The first singularly focuses on China and doubles down on only the sledgehammer method of across-the-board trade barriers, with no consideration for the needed complementary investments to achieve effective industrial policy. The focus on China—while certainly a priority given Beijing’s numerous nonmarket trade practices—builds off the previous administration’s failed playbook, which resulted in declining investment in new U.S. manufacturing facilities. That approach used tariffs to reorient global trade flows without considering how the rest of the world would react or, importantly, how the United States could actually develop and lead in key industries of the future.

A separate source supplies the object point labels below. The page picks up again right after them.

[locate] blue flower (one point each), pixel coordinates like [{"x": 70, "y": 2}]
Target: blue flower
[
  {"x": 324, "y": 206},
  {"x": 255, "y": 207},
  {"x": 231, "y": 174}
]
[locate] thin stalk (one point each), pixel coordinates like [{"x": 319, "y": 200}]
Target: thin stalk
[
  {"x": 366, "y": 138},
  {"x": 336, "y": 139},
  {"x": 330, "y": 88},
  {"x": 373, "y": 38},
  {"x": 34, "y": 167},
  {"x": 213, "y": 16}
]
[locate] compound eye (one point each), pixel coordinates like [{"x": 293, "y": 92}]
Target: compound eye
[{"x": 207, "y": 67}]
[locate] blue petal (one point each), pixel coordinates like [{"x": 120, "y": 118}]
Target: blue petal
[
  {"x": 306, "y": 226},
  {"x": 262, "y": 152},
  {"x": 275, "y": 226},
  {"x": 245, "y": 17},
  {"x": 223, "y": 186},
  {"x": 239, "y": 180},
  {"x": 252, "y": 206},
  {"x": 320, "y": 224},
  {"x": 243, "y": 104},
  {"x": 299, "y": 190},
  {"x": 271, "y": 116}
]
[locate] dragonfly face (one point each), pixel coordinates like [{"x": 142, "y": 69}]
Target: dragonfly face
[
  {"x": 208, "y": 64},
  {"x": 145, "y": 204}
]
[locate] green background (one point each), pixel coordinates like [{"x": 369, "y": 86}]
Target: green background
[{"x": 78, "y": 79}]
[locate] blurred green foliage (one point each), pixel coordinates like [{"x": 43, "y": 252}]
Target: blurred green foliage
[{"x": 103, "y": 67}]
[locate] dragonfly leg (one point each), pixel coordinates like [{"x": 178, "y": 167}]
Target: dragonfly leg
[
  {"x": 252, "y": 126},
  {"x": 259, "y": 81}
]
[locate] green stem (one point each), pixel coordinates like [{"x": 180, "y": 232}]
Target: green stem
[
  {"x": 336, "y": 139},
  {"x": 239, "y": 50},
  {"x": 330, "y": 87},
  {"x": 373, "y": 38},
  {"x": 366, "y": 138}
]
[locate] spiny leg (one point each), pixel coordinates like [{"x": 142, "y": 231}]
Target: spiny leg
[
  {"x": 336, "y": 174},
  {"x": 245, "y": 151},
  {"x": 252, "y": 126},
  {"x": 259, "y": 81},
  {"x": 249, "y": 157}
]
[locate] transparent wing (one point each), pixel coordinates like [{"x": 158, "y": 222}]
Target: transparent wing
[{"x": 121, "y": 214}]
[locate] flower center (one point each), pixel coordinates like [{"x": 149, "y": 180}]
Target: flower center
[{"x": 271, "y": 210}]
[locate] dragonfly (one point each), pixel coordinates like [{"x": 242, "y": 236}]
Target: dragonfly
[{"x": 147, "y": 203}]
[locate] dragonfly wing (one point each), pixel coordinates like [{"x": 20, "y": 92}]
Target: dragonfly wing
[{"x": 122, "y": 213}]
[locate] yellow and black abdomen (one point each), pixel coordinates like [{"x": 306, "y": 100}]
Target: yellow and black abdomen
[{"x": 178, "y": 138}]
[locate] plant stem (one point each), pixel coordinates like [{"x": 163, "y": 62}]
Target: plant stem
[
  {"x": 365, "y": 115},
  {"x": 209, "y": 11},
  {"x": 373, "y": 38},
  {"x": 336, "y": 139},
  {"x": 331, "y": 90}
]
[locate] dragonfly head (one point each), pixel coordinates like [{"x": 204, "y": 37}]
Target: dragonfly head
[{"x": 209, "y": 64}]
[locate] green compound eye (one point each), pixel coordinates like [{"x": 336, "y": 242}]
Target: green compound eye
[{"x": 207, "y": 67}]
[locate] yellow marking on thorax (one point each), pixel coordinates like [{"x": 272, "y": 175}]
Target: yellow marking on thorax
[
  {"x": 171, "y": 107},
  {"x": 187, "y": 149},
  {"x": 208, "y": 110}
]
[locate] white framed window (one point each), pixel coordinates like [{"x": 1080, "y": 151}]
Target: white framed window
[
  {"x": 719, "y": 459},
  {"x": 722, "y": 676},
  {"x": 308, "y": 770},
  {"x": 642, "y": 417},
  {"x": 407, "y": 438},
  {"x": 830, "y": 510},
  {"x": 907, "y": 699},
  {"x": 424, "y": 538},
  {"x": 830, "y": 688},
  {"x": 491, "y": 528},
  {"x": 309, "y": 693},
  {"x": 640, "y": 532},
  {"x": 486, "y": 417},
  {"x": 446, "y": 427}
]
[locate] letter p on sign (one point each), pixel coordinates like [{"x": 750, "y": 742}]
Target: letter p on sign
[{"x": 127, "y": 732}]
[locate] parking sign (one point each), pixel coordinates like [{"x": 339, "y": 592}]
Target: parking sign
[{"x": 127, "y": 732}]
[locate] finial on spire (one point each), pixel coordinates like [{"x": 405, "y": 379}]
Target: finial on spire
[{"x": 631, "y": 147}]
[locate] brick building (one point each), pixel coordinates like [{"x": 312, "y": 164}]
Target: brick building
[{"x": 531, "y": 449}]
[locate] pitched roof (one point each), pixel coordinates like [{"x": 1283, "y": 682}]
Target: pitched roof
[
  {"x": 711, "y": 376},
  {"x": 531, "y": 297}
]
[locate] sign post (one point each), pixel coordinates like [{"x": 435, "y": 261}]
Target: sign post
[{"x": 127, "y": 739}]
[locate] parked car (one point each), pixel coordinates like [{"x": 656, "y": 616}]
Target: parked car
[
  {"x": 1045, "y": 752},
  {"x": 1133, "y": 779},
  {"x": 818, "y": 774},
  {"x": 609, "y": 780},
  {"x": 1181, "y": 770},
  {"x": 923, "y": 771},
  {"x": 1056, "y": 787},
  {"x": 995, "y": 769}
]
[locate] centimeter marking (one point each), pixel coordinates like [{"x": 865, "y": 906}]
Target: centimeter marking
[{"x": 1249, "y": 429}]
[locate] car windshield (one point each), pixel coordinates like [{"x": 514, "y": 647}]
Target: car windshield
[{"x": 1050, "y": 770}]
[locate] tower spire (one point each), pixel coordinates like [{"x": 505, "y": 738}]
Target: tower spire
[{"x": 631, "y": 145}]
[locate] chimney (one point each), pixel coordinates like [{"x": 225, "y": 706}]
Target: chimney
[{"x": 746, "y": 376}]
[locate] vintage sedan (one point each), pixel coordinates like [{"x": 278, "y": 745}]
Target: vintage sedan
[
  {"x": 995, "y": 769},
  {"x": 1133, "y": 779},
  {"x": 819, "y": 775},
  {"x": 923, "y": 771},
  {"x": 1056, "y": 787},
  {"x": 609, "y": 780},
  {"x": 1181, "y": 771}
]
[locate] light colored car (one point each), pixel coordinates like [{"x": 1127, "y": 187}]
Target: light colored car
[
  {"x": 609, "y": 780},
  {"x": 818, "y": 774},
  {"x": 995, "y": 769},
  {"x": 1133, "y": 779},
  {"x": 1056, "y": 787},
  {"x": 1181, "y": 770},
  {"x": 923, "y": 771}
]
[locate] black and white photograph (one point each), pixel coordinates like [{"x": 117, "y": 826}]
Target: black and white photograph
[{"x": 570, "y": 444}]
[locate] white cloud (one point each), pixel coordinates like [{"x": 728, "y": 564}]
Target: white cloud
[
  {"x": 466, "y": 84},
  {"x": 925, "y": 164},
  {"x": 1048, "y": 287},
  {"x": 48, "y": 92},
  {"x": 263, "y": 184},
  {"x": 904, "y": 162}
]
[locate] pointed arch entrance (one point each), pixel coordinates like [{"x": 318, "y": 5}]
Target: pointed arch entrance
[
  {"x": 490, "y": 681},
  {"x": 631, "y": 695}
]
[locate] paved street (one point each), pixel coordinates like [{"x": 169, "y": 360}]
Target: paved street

The second argument provides the traditional conservative take on trade policy, which advocates for a laissez-faire lowering of trade barriers without concern for supply chain resilience, labor, or environmental impacts. In fact, the essay specifically states: “Trade agreements since the North American Free Trade Agreement (NAFTA) have been increasingly burdened by trade-unrelated provisions involving labor, environmental, intellectual property, and other regulations.” Yet actual results show that tying negotiations to key issues such as labor rights, climate change solutions, and domestic production actually works, whether its movement on climate-aligned investments across Asia or the Rapid Response Mechanism in the U.S.-Mexico-Canada Agreement (USMCA).
These dueling visions for trade have one thing in common: They lack the necessary industrial policy approach of the Biden-Harris administration, which has been successful at facilitating private sector investment in American manufacturing and fostering job creation across the country. As such, both visions would result in an American economy that is less resilient, less sustainable, and less fair for the American worker and consumer.
Read more
Conclusion
If enacted, the policies proposed in Project 2025 would seriously jeopardize the world’s ability to avoid the worst impacts of climate change associated with breaching the 1.5 degree Celsius temperature rise limit set out in the Paris Agreement. Instead of promoting an isolated, anti-science vision for the United States, the next administration should build on the climate wins of the Biden-Harris administration—restoring U.S.-China climate diplomacy, helping secure a global commitment to transition away from fossil fuels, and, generally, advancing ambitious international climate policies that build climate diplomacy and trust with partners and allies. This should include developing a cross-government plan to meet climate finance commitments and striving for a trade policy that supports domestic industry against unfair trade practices while integrating standards and preferences tied to climate action, labor rights, and human rights.
To truly protect American interests, preserve the planet, and secure our future, the United States must embrace climate leadership rather than walk away from it.
The United States is an integral part of the global climate solution; we must rise to meet the moment—for the American worker and to meet our historic responsibilities—instead of turning our back on the world. To truly protect American interests, preserve the planet, and secure our future, the United States must embrace climate leadership rather than walk away from it.